Many people find email or text messages easier to process and manage than phone calls, let alone the dreaded video meeting. We asked autism advocate and blogger Actually Aspling, (via email!) to explain why she finds that phone calls can be anxiety-inducing but text-based communication creates less pressure:
“I'll be honest, 99.9% of the time I prefer text based communication methods, for example emails and text messages. That's because I find phone calls incredibly intimidating and scary. With a phone call it's difficult to understand intonation and work out the caller's intention. Most times I won't answer the phone and will reply with a 'please text me instead' message.

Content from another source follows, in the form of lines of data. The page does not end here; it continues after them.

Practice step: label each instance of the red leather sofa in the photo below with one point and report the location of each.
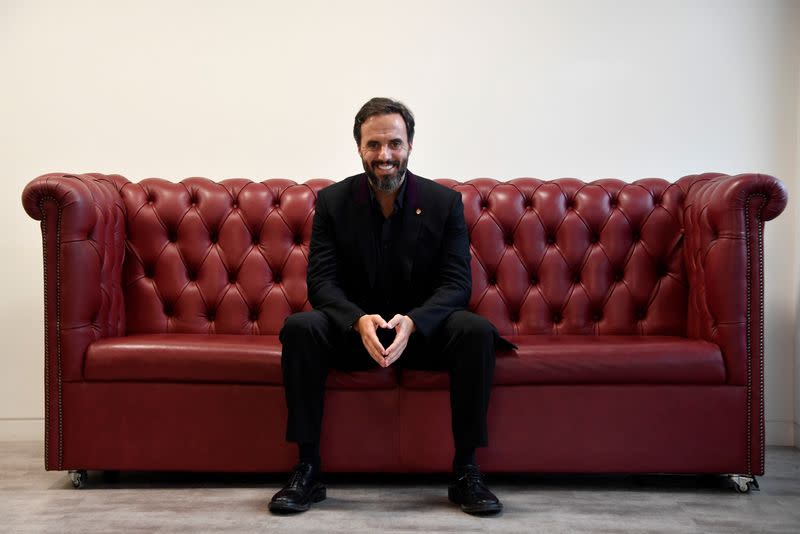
(637, 309)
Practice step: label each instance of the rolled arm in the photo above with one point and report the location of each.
(724, 256)
(83, 243)
(83, 239)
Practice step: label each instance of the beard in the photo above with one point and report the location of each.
(390, 182)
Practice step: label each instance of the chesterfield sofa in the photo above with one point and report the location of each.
(637, 309)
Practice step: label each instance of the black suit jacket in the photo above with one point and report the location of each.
(434, 249)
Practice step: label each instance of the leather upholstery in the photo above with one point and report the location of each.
(218, 358)
(650, 283)
(578, 359)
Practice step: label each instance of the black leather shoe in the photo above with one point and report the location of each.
(298, 494)
(471, 493)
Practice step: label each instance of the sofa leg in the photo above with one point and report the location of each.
(743, 483)
(79, 478)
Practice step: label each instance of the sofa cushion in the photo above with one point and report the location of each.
(576, 359)
(220, 358)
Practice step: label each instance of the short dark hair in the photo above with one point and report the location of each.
(383, 106)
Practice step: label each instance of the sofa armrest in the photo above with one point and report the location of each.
(83, 242)
(724, 256)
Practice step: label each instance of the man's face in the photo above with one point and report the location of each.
(384, 151)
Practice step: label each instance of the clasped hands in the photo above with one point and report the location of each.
(367, 326)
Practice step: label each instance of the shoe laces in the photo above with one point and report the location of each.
(472, 477)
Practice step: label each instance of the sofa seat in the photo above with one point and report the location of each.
(587, 359)
(209, 358)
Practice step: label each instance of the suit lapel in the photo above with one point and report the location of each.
(413, 213)
(363, 226)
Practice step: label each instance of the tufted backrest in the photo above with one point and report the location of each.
(562, 256)
(221, 257)
(569, 257)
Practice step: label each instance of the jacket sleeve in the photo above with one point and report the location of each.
(324, 291)
(453, 281)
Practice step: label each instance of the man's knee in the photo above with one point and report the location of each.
(468, 326)
(304, 326)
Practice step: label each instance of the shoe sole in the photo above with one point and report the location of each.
(478, 509)
(318, 495)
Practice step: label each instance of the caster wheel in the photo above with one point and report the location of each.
(79, 478)
(743, 483)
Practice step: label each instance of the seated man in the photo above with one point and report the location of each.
(389, 280)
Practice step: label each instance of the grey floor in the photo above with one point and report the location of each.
(33, 500)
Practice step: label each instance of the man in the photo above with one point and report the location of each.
(389, 280)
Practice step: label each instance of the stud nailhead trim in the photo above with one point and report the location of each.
(48, 414)
(748, 331)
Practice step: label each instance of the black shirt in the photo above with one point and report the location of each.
(387, 232)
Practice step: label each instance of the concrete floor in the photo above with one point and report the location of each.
(33, 500)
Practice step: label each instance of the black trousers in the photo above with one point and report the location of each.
(463, 346)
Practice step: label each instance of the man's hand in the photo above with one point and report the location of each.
(404, 326)
(367, 326)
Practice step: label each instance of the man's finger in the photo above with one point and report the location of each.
(379, 321)
(395, 320)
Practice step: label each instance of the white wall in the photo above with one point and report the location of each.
(500, 88)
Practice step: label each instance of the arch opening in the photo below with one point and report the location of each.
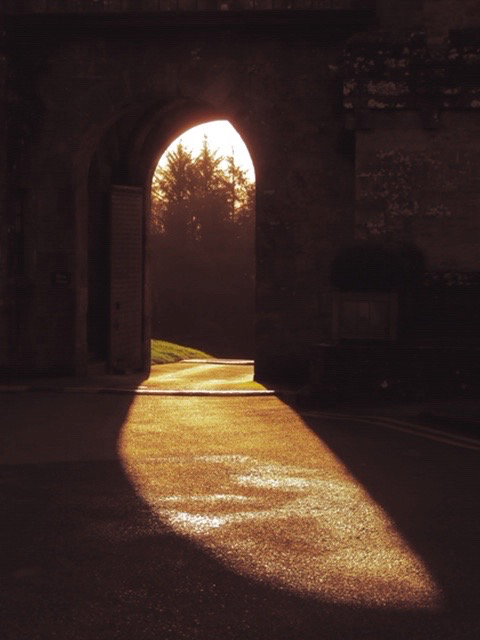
(202, 268)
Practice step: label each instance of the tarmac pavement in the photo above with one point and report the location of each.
(128, 515)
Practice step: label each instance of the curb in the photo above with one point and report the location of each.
(137, 391)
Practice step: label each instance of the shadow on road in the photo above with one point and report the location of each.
(85, 558)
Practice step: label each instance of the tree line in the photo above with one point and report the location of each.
(203, 210)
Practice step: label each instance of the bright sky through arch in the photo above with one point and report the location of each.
(222, 137)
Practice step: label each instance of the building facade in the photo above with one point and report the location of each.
(363, 122)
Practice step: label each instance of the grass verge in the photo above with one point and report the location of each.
(164, 352)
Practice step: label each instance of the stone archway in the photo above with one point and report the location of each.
(118, 318)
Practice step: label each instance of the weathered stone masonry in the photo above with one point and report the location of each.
(363, 129)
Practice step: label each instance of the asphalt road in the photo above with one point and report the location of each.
(161, 517)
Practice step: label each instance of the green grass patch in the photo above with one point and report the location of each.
(164, 352)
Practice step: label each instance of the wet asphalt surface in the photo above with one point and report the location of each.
(194, 517)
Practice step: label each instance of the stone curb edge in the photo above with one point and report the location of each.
(136, 391)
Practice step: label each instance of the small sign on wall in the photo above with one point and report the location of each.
(61, 279)
(365, 316)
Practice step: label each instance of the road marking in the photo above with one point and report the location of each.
(406, 427)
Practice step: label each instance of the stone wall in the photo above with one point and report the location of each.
(280, 90)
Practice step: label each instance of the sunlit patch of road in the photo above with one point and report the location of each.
(265, 496)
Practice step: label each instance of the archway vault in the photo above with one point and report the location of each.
(121, 169)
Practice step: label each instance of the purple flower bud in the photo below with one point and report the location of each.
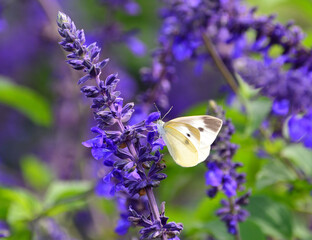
(154, 116)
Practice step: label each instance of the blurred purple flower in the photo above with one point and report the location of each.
(4, 230)
(222, 175)
(131, 152)
(281, 107)
(129, 6)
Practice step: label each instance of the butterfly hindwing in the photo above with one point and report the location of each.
(206, 127)
(180, 148)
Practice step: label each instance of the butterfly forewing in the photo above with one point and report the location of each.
(180, 148)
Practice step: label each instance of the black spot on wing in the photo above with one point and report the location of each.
(211, 123)
(201, 129)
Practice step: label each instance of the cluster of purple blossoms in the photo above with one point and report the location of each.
(286, 78)
(131, 152)
(222, 176)
(4, 230)
(129, 6)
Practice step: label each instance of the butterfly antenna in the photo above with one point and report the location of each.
(157, 108)
(167, 113)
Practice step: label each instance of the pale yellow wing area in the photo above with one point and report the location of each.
(180, 148)
(208, 128)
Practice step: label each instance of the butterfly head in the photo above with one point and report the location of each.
(160, 126)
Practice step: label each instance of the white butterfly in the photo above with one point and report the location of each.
(189, 138)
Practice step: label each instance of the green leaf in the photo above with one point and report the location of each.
(23, 205)
(250, 230)
(20, 231)
(35, 172)
(246, 91)
(26, 101)
(274, 172)
(273, 218)
(300, 156)
(66, 196)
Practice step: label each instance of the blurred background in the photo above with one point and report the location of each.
(44, 118)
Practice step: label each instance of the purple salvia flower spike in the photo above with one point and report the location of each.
(133, 172)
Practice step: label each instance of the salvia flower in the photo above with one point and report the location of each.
(222, 176)
(4, 230)
(130, 152)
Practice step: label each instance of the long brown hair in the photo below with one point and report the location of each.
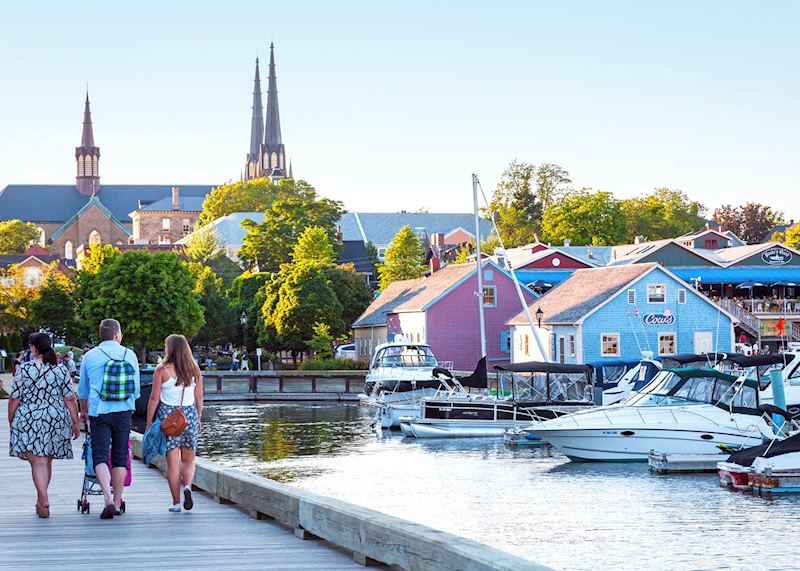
(179, 355)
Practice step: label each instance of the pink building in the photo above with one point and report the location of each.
(441, 310)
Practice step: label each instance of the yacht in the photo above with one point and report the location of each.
(537, 391)
(681, 411)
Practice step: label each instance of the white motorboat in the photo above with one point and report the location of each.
(539, 391)
(681, 411)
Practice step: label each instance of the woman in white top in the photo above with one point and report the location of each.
(177, 382)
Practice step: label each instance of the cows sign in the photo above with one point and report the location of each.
(776, 256)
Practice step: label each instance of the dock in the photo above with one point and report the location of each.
(239, 521)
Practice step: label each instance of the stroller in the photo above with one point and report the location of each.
(90, 485)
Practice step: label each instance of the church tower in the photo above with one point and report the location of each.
(87, 156)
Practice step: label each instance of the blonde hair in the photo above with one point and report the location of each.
(179, 355)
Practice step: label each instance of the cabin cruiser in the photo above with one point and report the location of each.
(538, 391)
(681, 411)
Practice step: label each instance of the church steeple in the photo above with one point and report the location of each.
(256, 129)
(87, 157)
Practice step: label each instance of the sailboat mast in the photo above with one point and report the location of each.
(478, 262)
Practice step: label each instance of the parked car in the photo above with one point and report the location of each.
(346, 351)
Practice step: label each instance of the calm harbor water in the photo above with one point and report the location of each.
(530, 501)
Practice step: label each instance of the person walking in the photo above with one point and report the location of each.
(178, 384)
(108, 389)
(43, 415)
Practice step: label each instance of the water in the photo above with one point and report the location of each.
(530, 501)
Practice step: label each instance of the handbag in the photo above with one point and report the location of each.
(175, 422)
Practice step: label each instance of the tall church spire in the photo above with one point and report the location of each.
(87, 157)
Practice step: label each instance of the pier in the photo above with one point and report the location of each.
(239, 521)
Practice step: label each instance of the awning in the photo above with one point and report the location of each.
(766, 276)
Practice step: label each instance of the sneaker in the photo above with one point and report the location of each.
(188, 503)
(108, 512)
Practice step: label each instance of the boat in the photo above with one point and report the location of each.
(681, 411)
(539, 391)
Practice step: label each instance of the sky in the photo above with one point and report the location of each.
(392, 106)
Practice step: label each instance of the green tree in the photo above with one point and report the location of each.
(404, 258)
(16, 236)
(54, 309)
(664, 213)
(585, 218)
(152, 295)
(751, 222)
(270, 243)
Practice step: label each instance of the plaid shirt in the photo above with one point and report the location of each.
(92, 376)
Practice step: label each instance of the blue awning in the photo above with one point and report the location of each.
(734, 276)
(550, 276)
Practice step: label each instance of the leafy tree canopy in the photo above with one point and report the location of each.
(664, 213)
(16, 236)
(404, 258)
(585, 218)
(751, 221)
(152, 295)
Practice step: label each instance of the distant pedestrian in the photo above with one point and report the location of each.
(108, 389)
(178, 384)
(43, 415)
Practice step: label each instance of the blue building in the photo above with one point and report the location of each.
(619, 312)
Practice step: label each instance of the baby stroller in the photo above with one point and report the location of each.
(90, 485)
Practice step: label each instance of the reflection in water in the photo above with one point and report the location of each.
(530, 501)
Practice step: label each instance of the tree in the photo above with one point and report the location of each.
(523, 193)
(152, 296)
(54, 309)
(254, 195)
(751, 222)
(585, 218)
(664, 213)
(404, 258)
(16, 236)
(269, 244)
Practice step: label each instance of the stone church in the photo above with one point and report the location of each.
(75, 216)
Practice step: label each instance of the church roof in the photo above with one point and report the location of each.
(57, 203)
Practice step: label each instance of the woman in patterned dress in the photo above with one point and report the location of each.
(178, 383)
(43, 415)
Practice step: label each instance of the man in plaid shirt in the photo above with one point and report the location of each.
(109, 420)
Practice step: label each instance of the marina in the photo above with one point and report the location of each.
(530, 501)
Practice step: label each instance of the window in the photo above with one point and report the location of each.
(666, 343)
(489, 296)
(656, 293)
(609, 345)
(505, 342)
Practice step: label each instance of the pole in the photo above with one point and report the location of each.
(478, 262)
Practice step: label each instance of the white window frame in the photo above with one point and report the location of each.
(674, 339)
(619, 348)
(650, 301)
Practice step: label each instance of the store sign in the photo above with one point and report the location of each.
(665, 318)
(776, 256)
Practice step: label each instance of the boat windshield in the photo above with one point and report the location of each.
(405, 356)
(668, 388)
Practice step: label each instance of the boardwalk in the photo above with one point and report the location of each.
(211, 536)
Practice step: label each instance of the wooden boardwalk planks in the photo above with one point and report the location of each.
(211, 536)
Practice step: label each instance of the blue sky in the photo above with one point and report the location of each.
(390, 106)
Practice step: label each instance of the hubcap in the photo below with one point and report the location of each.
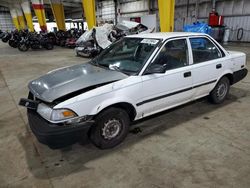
(222, 91)
(111, 129)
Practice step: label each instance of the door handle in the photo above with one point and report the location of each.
(218, 66)
(187, 74)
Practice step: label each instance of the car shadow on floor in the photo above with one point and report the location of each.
(44, 162)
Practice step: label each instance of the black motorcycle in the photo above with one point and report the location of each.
(1, 34)
(16, 38)
(6, 37)
(35, 41)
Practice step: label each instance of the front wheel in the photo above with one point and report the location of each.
(49, 46)
(111, 128)
(220, 92)
(23, 47)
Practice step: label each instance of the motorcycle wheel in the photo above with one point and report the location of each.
(49, 46)
(4, 40)
(11, 43)
(23, 47)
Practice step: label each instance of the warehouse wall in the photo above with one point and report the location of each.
(5, 19)
(236, 12)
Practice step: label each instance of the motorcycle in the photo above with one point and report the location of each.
(16, 38)
(35, 41)
(6, 37)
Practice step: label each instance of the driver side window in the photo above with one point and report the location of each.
(173, 55)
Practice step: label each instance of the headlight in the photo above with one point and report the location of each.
(55, 115)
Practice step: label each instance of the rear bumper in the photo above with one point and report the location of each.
(239, 75)
(56, 136)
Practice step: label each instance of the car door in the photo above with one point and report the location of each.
(172, 86)
(207, 64)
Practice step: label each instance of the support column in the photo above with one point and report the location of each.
(27, 13)
(58, 12)
(166, 14)
(20, 16)
(13, 14)
(38, 7)
(89, 11)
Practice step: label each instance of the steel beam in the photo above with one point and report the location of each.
(27, 13)
(38, 7)
(166, 14)
(58, 12)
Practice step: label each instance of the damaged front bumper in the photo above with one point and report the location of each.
(54, 135)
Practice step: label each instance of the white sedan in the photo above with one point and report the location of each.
(136, 77)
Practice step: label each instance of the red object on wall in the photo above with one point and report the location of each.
(221, 20)
(215, 19)
(136, 19)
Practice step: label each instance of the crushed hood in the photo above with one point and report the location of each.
(67, 80)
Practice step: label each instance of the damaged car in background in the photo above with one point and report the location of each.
(133, 78)
(92, 42)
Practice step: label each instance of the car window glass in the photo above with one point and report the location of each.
(128, 55)
(173, 55)
(204, 50)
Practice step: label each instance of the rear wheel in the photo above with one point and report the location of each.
(111, 128)
(220, 92)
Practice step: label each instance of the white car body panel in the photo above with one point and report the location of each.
(135, 90)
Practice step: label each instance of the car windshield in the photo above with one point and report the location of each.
(127, 55)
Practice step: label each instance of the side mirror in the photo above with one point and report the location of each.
(156, 68)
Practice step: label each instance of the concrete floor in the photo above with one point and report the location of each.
(196, 145)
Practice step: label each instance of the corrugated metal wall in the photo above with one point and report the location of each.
(5, 20)
(236, 12)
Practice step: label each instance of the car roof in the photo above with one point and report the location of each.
(166, 35)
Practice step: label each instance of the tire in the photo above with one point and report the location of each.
(23, 47)
(220, 92)
(49, 46)
(100, 133)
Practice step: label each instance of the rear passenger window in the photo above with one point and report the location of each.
(173, 55)
(204, 50)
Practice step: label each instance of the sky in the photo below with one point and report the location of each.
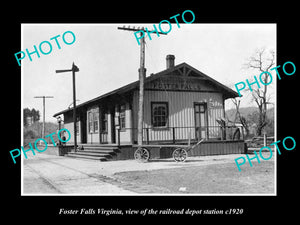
(108, 58)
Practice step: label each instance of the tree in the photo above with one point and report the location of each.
(238, 117)
(262, 61)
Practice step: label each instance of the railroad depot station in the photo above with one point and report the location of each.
(181, 105)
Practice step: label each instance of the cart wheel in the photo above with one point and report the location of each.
(180, 154)
(142, 155)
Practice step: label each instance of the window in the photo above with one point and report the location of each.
(159, 112)
(122, 117)
(77, 126)
(90, 118)
(96, 121)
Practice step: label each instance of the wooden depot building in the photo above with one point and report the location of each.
(180, 104)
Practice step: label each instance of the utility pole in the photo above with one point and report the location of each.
(73, 70)
(44, 109)
(142, 76)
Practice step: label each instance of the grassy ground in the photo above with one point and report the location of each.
(220, 178)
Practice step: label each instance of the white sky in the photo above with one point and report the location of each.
(108, 58)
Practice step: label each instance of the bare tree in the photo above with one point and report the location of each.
(262, 61)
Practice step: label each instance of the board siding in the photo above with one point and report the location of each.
(181, 112)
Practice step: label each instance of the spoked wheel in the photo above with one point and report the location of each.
(142, 154)
(180, 154)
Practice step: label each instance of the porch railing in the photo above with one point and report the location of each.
(177, 135)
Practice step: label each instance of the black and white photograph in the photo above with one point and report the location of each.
(148, 109)
(177, 112)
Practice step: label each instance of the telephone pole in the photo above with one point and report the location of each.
(73, 70)
(142, 76)
(44, 109)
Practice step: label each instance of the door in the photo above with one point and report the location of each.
(83, 128)
(201, 124)
(103, 127)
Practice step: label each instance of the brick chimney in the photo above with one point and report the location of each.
(170, 61)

“A lot of the time I find it difficult to process verbal information, and sometimes I miss a lot of what's been said. Whereas with text I have the comfort to re-read and process the information. I also find that on the phone I stumble and forget what to say, I tend to freeze because of nerves and anxiety. However with email I'm able to spend extra time with wording, I can edit everything so that it makes sense; something I find really useful.
“Text messages/emails are also less confusing, because I don't have to try and decode someone's tone or expression, I can just read the message and reply. I don't have to worry about my own body language and expression either, because no one can see it, granted with phone calls you are virtually invisible, but I have to be careful with my tone.
“Sometimes though I do have to make phone calls, and even though I find it difficult I can physically do it, but the comedown afterwards can be challenging. I find phone calls make me incredibly anxious, so I'll be fidgety and hyper, and then afterwards I'll be extremely exhausted. People don't realise how much little things can tire me out, how the simplest tasks can lead to burn out.
“It's important to remember that communication style preferences can differ depending on person, but it's essential we respect people's choice. So send that email, or text, and hold off making the phone call if you can.”